[Date Prev][Date Next][Thread Prev][Thread Next][Date Index][Thread Index]
RE: MTU stuff, was Re: [RRG] LISP-NERD reachability and MTU detection
Iljitsch and Dino,
> -----Original Message-----
> From: Iljitsch van Beijnum [mailto:iljitsch@muada.com]
> Sent: Tuesday, December 18, 2007 4:14 AM
> To: Templin, Fred L; Dino Farinacci
> Cc: Routing Research Group list
> Subject: MTU stuff, was Re: [RRG] LISP-NERD reachability and
> MTU detection
>
> On 17 dec 2007, at 20:27, Templin, Fred L wrote:
>
> > Key considerations are: 1) 1500 bytes has become the
> > "magic number" expected by applications
>
> Applications??
OK; make that "expected by the original source" (w/o
specifying at which layer the 1500 byte assumption is
embedded).
> > 2) 1280 bytes is
> > the "magic number" specified for IPv6, and 3) fragmentation
> > at the TFE MUST be kept to a minimum in order to avoid
> > reassembly misassociations at the TFE. Of these, IMHO 3) is
> > the dominating consideration followed distantly by 1). ( 2)

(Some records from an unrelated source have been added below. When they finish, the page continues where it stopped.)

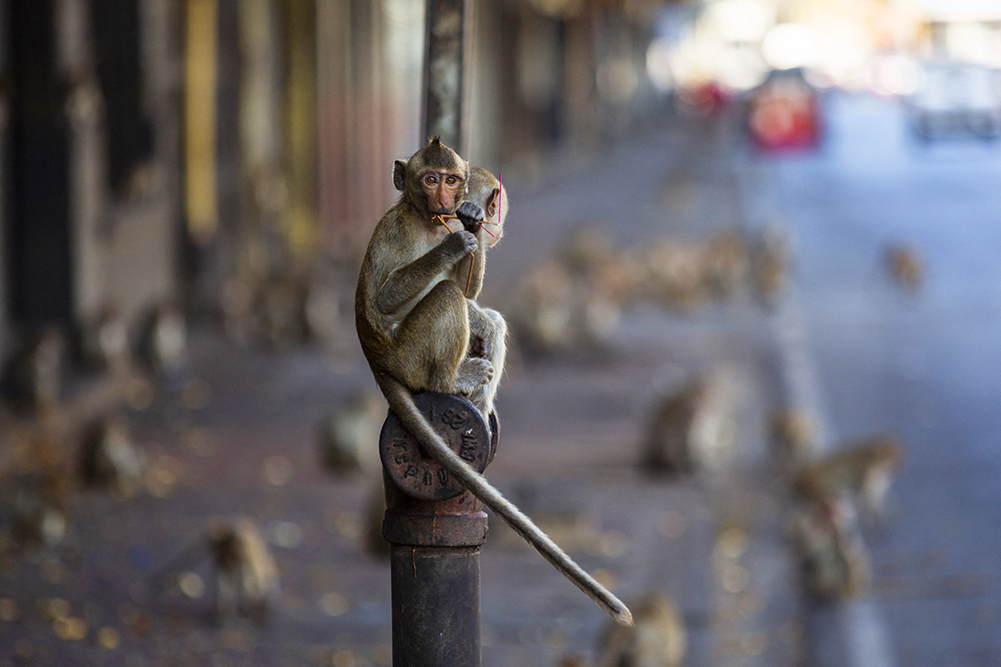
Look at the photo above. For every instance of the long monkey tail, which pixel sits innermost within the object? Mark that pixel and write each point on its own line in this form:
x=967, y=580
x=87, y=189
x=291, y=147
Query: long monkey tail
x=401, y=403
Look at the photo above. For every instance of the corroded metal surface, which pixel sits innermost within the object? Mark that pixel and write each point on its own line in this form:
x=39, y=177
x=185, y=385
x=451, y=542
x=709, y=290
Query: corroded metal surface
x=413, y=471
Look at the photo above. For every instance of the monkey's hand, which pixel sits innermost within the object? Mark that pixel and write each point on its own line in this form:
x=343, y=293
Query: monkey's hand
x=469, y=214
x=459, y=243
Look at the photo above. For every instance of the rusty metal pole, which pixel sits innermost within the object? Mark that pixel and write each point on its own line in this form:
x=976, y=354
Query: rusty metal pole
x=444, y=22
x=435, y=528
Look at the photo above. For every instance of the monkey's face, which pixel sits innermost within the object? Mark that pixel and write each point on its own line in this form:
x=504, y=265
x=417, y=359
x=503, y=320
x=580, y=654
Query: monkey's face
x=442, y=187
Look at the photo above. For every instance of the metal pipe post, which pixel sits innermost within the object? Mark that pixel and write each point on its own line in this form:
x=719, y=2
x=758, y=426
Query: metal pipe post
x=435, y=529
x=444, y=22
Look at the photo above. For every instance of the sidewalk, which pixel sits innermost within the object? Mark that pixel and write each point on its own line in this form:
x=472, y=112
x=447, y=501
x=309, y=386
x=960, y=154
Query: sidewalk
x=568, y=456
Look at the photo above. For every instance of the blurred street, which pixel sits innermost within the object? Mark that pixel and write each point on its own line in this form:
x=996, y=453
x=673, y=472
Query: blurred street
x=237, y=435
x=882, y=360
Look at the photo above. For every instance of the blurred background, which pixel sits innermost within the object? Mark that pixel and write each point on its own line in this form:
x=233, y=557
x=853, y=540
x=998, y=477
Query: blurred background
x=750, y=271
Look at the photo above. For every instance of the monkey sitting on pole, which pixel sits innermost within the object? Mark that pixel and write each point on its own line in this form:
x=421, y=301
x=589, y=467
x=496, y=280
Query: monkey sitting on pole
x=413, y=321
x=411, y=310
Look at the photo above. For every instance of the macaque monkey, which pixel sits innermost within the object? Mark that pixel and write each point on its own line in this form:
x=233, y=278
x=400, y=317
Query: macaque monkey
x=410, y=307
x=103, y=342
x=657, y=640
x=38, y=503
x=348, y=435
x=833, y=557
x=412, y=317
x=31, y=381
x=487, y=328
x=246, y=575
x=792, y=432
x=863, y=470
x=689, y=430
x=107, y=457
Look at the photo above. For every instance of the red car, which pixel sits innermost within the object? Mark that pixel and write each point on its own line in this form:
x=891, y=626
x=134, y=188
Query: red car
x=785, y=112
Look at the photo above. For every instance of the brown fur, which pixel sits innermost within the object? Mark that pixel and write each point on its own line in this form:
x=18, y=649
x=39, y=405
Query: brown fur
x=410, y=312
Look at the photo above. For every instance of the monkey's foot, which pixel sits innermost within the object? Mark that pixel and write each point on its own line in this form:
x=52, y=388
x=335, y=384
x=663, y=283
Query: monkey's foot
x=472, y=374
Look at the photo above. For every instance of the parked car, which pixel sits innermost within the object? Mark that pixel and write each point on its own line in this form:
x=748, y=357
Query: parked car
x=785, y=112
x=957, y=99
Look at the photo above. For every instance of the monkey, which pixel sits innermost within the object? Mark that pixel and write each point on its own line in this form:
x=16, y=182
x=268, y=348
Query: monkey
x=657, y=640
x=103, y=342
x=864, y=470
x=246, y=575
x=412, y=321
x=401, y=403
x=107, y=457
x=411, y=313
x=38, y=507
x=834, y=560
x=688, y=429
x=31, y=381
x=487, y=328
x=792, y=432
x=349, y=434
x=162, y=340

> > is the hard lower bound for IPv6, and we can't change that.)
>
> > In particular, I want to see a requirement that TNEs MUST NOT
> > configure a fragmentation threshold larger than 1500 bytes
> > for the packets they admit into the tunnel.
>
> I don't think the (main) problem is packets larger than 1500 bytes. If
> you generate those, you pretty much know what you're doing (or soon
> will).
By "fragmentation threshold", I mean the size below which
we will allow (grudgingly!) some minimal outer packet
fragmentation at the ITR, and above which we will not.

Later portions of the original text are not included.